Poi c’è la questione velleità che strangola la realtà. Da qualche anno ho un desiderio scemo di aderire a certi ambienti intellettuali, scrittori di narrativa, soprattutto. Ne ho bazzicato un po’ negli ultimi anni. E portavo dentro quelle presentazioni, o in quei locali dove consumavamo vino e bla bla bla, insomma, trascinavo appresso una persona che non sentivo simile a me, che non riusciva a far ridere, e non riusciva ad andare fino in fondo durante una discussione: un uomo di mezze velleità. Avevo paura, ero come il ragazzino che sono stato. A 49 anni, forse è troppo. Mea culpa, e tirram' innanz'.

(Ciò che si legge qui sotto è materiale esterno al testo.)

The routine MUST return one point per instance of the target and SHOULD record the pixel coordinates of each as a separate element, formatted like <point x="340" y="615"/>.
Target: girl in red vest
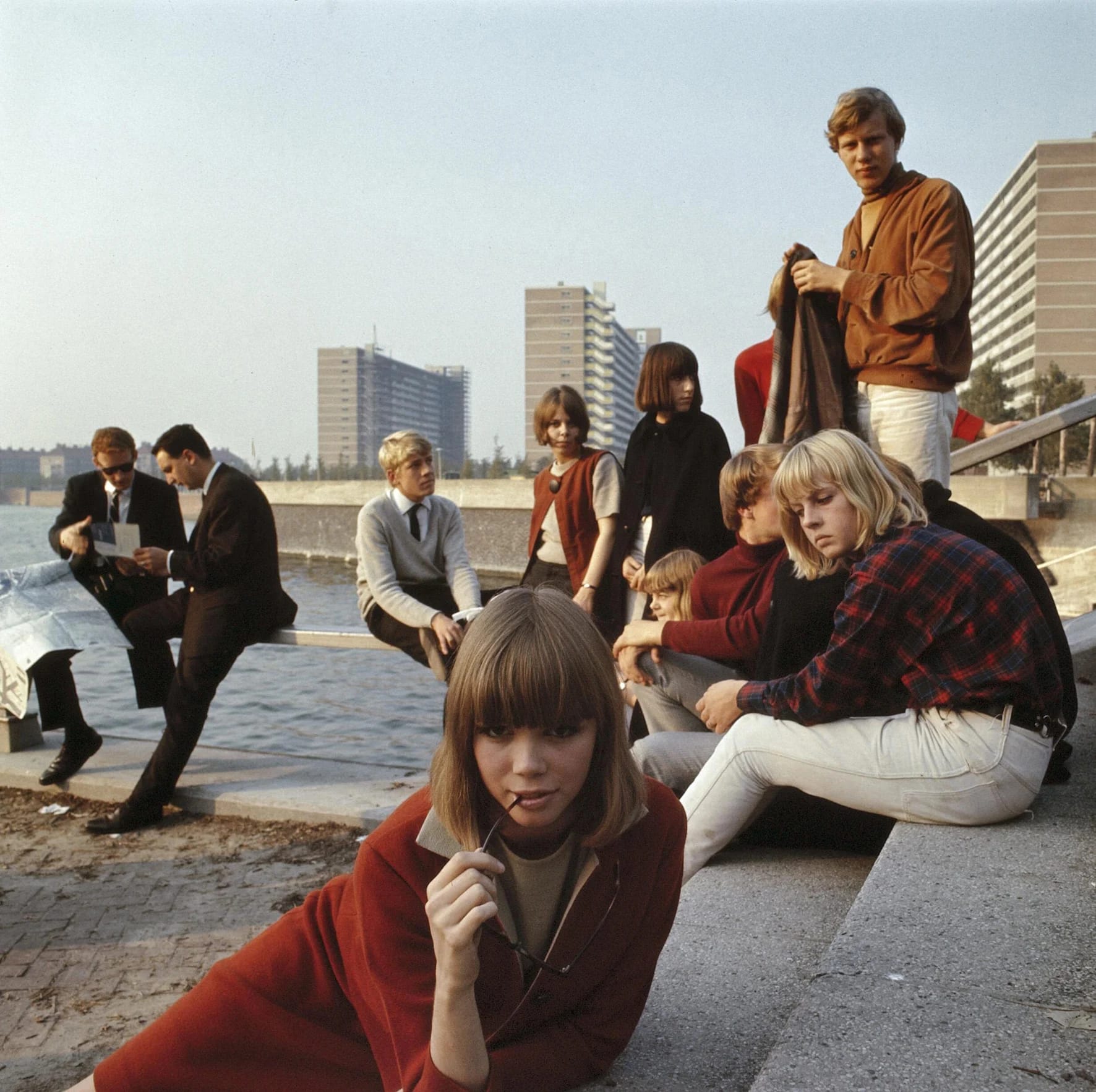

In auto mio figlio stamani mi fa: non ti devi sentire secondo a certi scrittori, devi insistere, scrivi, scrivi meglio. A quel punto volevo piangere, per come proteggiamo troppo i figli e i Simone vari, poiché nel frattempo loro si spaventano per le nostre debolezze social, e ci dicono: non ti sopporto quando ti fai schiacciare dal peso degli scrittori, sono persone come te. Pure a me succede quando incontro dei rapper che adoro, ma sto migliorando. Così ha chiuso il discorso mio figlio, prima di entrare a scuola. Così chiudo questo pezzo uscito fuori senza paura di sembrare scemo. E pure scritto sempre da uno smartphone, durante la pausa caffè. No, non ci siamo ancora. Riprendi il telefono e magari fissa un incontro per chiarire. Oppure lascia cadere le nevrosi altrui dove piu gli aggrada: salvati tu. Ma soprattutto cerca di scrivere meglio: tutti i giorni una paginetta, come diceva Francesco Piccolo.